Si asumiéramos tales fantasías, no nos quedaría más remedio que reconocer a vascos y catalanes (y dentro de éstos a los araneses[5], así como a cualquier otra porción del territorio catalán, o español, que lo tuviera a bien) el derecho a decidir su segregación.
Pero como no somos liberales, sabemos que “¡España es una nación! ¡No una Constitución!”, como se grita estos días en sus calles, frente a las cargas brutales de la policía. Sabemos, con otras palabras, que España no depende de ningún acuerdo, pacto o constitución. Sabemos que España, como cualquier nación, es “una unidad de destino”, decía José Antonio Primo de Rivera, constituida por tres cosas: un territorio, una lengua y una historia (que se remonta a los dos mil años de la Hispania Romana). Y sabemos que el destino —algo por lo que estamos dispuestos a sacrificar nuestros intereses económicos y hasta políticos— es una de las pocas sagradas que aún nos quedan: algo que se impone por sí mismo, algo a cuyo respecto no hay ni puede haber ni decisión ni votación.
O si votación hubiere, sólo podría ser legítima en un exclusivo caso: si en ella votasen todos los muertos y nascituri de la nación, ellos que la integran, que la conforman, tanto como los vivos.
[1] En el momento de escribir el artículo. Esta noche ya es la decimoquinta.
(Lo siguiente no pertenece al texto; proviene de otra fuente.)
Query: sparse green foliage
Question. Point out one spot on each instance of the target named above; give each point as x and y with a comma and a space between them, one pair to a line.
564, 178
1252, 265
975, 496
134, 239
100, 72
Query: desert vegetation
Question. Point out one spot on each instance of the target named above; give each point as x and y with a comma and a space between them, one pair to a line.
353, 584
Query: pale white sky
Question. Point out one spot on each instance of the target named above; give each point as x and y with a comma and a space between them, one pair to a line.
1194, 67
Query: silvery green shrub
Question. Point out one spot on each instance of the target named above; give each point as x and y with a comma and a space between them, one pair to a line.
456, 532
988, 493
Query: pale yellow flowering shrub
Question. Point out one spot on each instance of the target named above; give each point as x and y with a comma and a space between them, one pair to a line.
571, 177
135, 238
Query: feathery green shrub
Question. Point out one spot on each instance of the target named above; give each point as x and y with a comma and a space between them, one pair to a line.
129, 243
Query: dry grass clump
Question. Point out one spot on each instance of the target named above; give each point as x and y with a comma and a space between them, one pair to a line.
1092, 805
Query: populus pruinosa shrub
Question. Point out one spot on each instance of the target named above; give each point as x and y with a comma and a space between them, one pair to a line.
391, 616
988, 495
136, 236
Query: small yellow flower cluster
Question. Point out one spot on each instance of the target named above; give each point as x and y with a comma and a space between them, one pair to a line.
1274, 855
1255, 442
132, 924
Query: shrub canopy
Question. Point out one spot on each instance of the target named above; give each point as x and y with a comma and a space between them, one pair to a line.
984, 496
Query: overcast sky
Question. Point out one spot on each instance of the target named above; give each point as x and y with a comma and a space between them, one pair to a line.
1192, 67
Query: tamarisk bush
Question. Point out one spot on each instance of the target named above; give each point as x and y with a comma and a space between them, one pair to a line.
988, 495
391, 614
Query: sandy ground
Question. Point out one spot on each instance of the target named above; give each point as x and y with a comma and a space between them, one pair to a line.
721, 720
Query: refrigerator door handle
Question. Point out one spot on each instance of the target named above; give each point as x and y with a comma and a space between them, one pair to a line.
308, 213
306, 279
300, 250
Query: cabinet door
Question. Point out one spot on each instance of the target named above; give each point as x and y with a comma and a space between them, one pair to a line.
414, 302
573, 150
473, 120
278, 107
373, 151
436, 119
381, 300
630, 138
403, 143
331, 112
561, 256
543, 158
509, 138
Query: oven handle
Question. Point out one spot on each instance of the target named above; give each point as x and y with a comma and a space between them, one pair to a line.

Y lo que te rondaré morena.
[2] Uso el término en su acepción francesa, como acrónimo de “bourgeois bohème” [burgués bohemio), que en buen español se diría “pijoprogre”.
[3] El problema es que, si Trento y España emprendieron con justicia y razón el combate contra el luteranismo y lo que éste significaba, también emprendieron un combate —pero aquí sin justicia ni razón— contra lo que había representado durante dos siglos el glorioso renacer del sincretismo pagano-cristiano del Renacimiento. Pero ésta es obviamente otra historia.
[4] Doy por sentado que el lector francés conoce perfectamente que el actual Régimen español no sólo es de carácter federal, sino que los derechos reconocidos a las Comunidades Autónomas se cuentan probablemente entre los más altos de todos los sistemas federales.
[5] Pequeño (y hermoso) valle pirenaico donde se habla un dialecto del catalán y cuyos habitantes también anhelan que se les reconozca su idioma y su entidad política propia.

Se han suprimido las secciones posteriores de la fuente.